Sosyal yaşamdaki rolleri neydi Edirneli Yahudilerin?
Biz Yahudi bayramlarında onlara giderdik. Onlar Ramazanda, Kurbanda bize gelirlerdi. Senli benliydik. Yabancılık yoktu. Dükkanlar, evler, çocuklar yan yana. Yahudiler garden party yaparlardı, çok severlerdi. Sosyal yaşantıları çok güzeldi. Yetimhane, dulhane binaları vardı. Onların adına bir kişi çıkar, dilenirdi. Toplardı parayı yetimlere, fakirlere takdim ederdi. O olay güzeldi. 1887’de çıraklık okulları vardı. Bizde beş sene evvel başladı. Baksana biz bu kültürden bir şey alamadık. Avrupa niye adam olmuş... Marangozculuk, müzayedecilik, demircilik, kalaycılık da Yahudilerin işiydi. Oradan yetişmiş hepsi.

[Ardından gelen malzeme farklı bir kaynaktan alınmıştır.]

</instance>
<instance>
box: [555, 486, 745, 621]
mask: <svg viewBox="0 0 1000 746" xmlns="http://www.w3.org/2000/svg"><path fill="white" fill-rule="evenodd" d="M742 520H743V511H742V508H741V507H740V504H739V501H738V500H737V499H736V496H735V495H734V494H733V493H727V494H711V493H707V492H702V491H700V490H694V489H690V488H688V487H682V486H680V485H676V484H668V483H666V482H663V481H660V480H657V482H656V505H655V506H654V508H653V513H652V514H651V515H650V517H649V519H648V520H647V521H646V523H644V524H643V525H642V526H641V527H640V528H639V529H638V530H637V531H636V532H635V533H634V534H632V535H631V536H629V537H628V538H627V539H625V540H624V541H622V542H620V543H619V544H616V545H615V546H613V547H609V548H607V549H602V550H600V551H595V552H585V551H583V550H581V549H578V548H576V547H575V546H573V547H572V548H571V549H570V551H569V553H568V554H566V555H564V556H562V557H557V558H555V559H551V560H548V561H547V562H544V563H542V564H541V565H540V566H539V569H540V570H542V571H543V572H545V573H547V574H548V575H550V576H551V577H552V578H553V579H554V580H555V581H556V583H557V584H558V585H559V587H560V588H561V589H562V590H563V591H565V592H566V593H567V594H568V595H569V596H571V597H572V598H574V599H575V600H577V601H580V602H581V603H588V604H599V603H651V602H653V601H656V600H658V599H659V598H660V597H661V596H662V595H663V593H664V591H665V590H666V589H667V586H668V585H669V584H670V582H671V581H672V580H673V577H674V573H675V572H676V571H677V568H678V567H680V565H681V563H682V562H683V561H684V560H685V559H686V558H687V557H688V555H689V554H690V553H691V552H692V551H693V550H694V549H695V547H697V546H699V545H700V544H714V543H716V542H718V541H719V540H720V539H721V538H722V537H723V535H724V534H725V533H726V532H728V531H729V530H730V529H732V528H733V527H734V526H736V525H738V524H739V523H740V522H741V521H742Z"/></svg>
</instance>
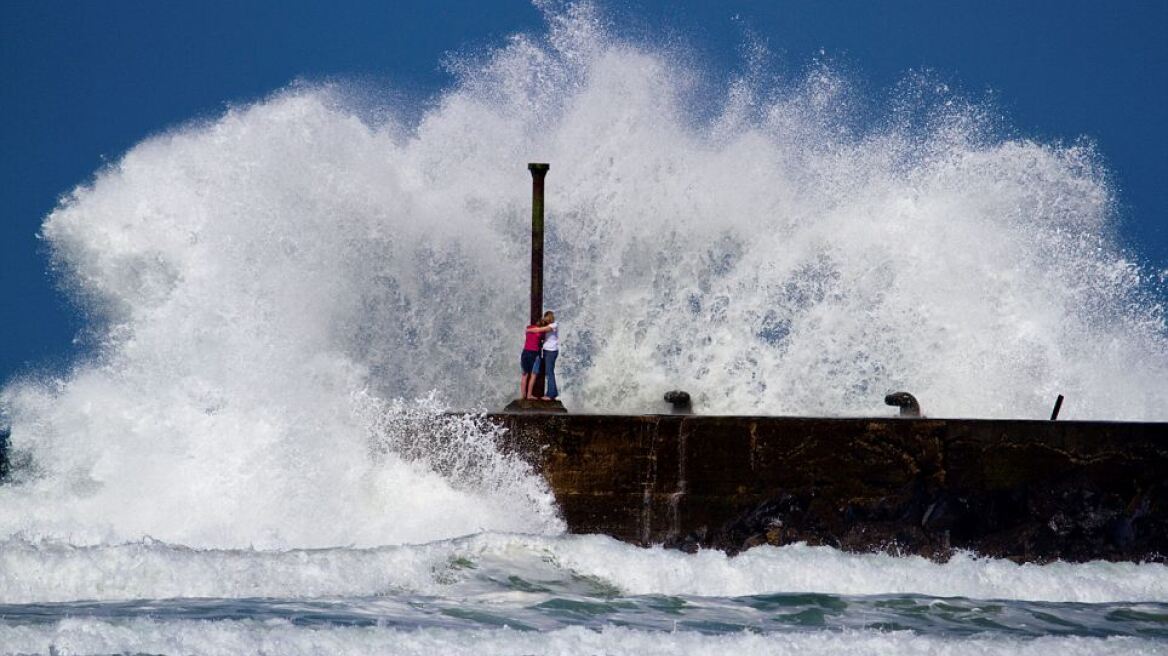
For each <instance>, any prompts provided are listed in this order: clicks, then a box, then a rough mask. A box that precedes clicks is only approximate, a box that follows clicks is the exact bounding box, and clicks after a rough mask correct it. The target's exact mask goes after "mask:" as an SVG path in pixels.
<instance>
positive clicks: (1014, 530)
mask: <svg viewBox="0 0 1168 656" xmlns="http://www.w3.org/2000/svg"><path fill="white" fill-rule="evenodd" d="M492 419H493V420H495V421H498V423H500V424H502V425H505V426H507V427H508V428H509V431H508V432H507V435H506V437H505V438H503V439H505V442H506V444H505V447H506V448H508V449H513V451H515V452H519V453H521V454H523V456H524V458H526V459H528V460H529V461H530V462H531V463H533V465H534V466H535V468H536V469H537V470H538V472H540V473H542V474H543V476H544V477H545V479H547V480H548V482H549V483H550V486H551V489H552V490H554V491H555V495H556V498H557V500H558V502H559V507H561V509H562V511H563V516H564V519H565V521H566V522H568V525H569V528H570V530H571V531H573V532H585V533H592V532H598V533H607V535H611V536H613V537H617V538H619V539H623V540H627V542H632V543H638V544H666V545H670V546H679V547H682V549H696V547H697V546H704V547H718V549H724V550H728V551H731V552H735V551H739V550H743V549H748V547H750V546H755V545H758V544H776V545H781V544H788V543H794V542H806V543H809V544H827V545H832V546H836V547H840V549H846V550H854V551H869V550H890V551H897V552H912V553H922V554H925V556H931V557H940V558H944V557H946V556H947V554H948V553H951V552H952V550H954V549H964V550H971V551H974V552H978V553H981V554H986V556H994V557H1003V558H1011V559H1016V560H1038V561H1042V560H1050V559H1056V558H1057V559H1064V560H1077V561H1082V560H1090V559H1098V558H1103V559H1112V560H1122V559H1126V560H1143V559H1152V560H1163V559H1164V556H1166V554H1168V484H1166V483H1168V481H1166V475H1168V424H1133V423H1094V421H1091V423H1089V421H1021V420H962V419H882V418H876V419H822V418H780V417H702V416H684V417H681V416H603V414H559V416H548V414H544V416H524V414H494V416H492Z"/></svg>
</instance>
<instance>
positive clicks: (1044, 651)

Karışık evlilikler var mıydı?
Yoktu. Bir aile vardı; onu da kimse bilmez. Öyle bir adet yoktu. Zaten hafta sonları Yahudi çocukları kendi aralarında eğlenceye giderlerdi.

Devlet dairelerinde çalışır mıydı Yahudiler?
Yok. Şarapçı Yahudi çok vardı. Ben turizmle uğraşırken bir Alman şarapçı gelmişti. Şarapçı sordu. Yahudi’ye götürdüm. "Var mı eski şarap?" dedi. Yahudi "Kaç yıllık?" diye sordu. "Beş" dedi Alman. Yahudi indi mahzene, getirdi. Alman kokladı, tattı "Güzel" dedi. On yıllık istedi. Getirdi. Alman yine kokladı, "Tamam" dedi. 15 yıllık istedi… En sonunda Yahudi bana döndü: "Sor ona, yaşı kaçsa o kadar yıllık çıkarıyım" dedi.

Yahudi kadınları nasıldı, çalışırlar mıydı?
Hepsi ev kadınıydı. Ama dükkanlara kocalarına yardıma gelirlerdi. Müslüman kadınlar köylüydü. Çalışmazlardı. Mini etek giyerdi Yahudi kadınları,1936’larda. Hatırlıyorum o dönemlerde.

Nasıl karşılanırdı?
Çok normal. Kimse kimseye bakmazdı. Trakya Anadolu’dan çok farklıdır. Çünkü Rum, Ermeni,Yahudi vardı. Ve onlar çok etkilemişti halkı. Zaten Yahudiler gitti, medeniyet bitti.

Yahudi aileleri diğer aileler gibi çok çocuklu muydu?
Yok. İki çocuklu olanlar çoğunluktaydı.

Altay Onur (Oral Onur’un oğlu): Yahudi gençleri kızlı oğlanlı grup olarak gezerlerdi. Hafta sonunu mesire yerlerinde Meriç,Tunca nehirleri kenarında geçirirlerdi. Ben de o zaman çocuktum, gıptayla bakardım. Ne kadar sosyal olmuşlar. Kızlı erkekli beraberler. Müslümanlar öyle değildi.

Edirne’de yaşamını sürdüren Yahudi yok mu bugün?
Üç aile var.

Onlar neden direnmişler dersiniz?
İsrail’e gidenlerin adaptasyonda zorluk çektiğini duydum arkadaşlarımdan. Hem dil bakımından hem de mesleki olarak. Yeni iş sahası bulmakta zorluk çekenler olmuş. Pişman olmuşlar gittiklerine.